Combinatorial peptide chemistry and phage display technologies have contributed to the pool of available peptide ligands as cancer imaging constructs. Lead peptides are identified on the basis of high affinity and target selectivity in vitro and applied to the imaging modality of choice for their evaluation in vivo. Radiolabeled peptides for PET imaging are of interest because of PET’s high sensitivity and quantitative properties, and the small size of peptides inherently gives them relatively fast pharmacokinetic properties. Successful examples include arginine-glycine-aspartic acid peptide analogs, which have been investigated extensively for targeting αvβ3 integrin (1–3), and octreotide peptides against the somatostatin receptor 2 (4,5). However, the development of peptide ligands with the preferred attributes of high affinity, target selectivity, high stability, and desirable pharmacokinetic properties is challenging. Most peptide ligands developed do not possess these preferred attributes and are often deemed inadequate for imaging. Approaches to prolong the residence time of peptide ligands to their targets have been used to improve affinity, stability, and pharmacokinetic properties (2,3,6,7). Peptides can be modified to improve and extend the duration of target uptake by implementing covalent and permanent chemical attachment to the target, an approach that remains relatively unexplored.
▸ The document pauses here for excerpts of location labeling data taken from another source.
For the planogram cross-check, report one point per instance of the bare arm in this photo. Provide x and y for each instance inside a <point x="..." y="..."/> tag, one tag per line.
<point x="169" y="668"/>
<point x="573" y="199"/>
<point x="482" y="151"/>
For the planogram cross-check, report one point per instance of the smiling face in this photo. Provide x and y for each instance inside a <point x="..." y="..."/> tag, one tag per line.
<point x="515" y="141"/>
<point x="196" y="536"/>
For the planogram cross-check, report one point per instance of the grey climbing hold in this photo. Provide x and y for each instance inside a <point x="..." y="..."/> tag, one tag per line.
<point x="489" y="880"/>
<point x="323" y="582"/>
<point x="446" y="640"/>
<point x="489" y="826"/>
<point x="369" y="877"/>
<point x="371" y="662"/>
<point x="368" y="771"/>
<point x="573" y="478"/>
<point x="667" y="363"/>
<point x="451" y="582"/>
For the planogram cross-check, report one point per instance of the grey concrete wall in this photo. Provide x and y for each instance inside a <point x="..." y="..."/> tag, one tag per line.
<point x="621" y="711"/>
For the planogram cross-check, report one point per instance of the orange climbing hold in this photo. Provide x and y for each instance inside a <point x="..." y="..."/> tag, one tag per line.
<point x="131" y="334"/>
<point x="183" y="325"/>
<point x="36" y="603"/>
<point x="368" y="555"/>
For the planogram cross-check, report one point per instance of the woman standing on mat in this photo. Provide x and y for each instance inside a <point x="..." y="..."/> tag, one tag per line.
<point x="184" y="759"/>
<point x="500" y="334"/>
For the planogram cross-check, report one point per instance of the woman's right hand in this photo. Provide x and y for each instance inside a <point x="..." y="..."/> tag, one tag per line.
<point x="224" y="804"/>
Vascular endothelial growth factor (VEGF) is an important biomarker overexpressed in various cancers that stimulates endothelial cell proliferation and migration, leading to the formation of new blood vessels from preexisting ones (angiogenesis) (8). Although a secreted protein, VEGF can bind noncovalently to the extracellular matrix in the tumor vasculature, a property that allows VEGF to be targeted similarly to cell membrane-bound tumor biomarkers (9). VEGF has been successfully targeted for therapeutic and diagnostic applications, with the anti-VEGF monoclonal antibody, bevacizumab. Bevacizumab is approved by the Food and Drug Administration for antiangiogenesis treatment and has also been radiolabeled for noninvasive PET and SPECT imaging of VEGF (10–14). Radiolabeled Affibody (Affibody AB) molecules have also been investigated as VEGF imaging probes because of their nanomolar affinity for VEGF and robust structure (11).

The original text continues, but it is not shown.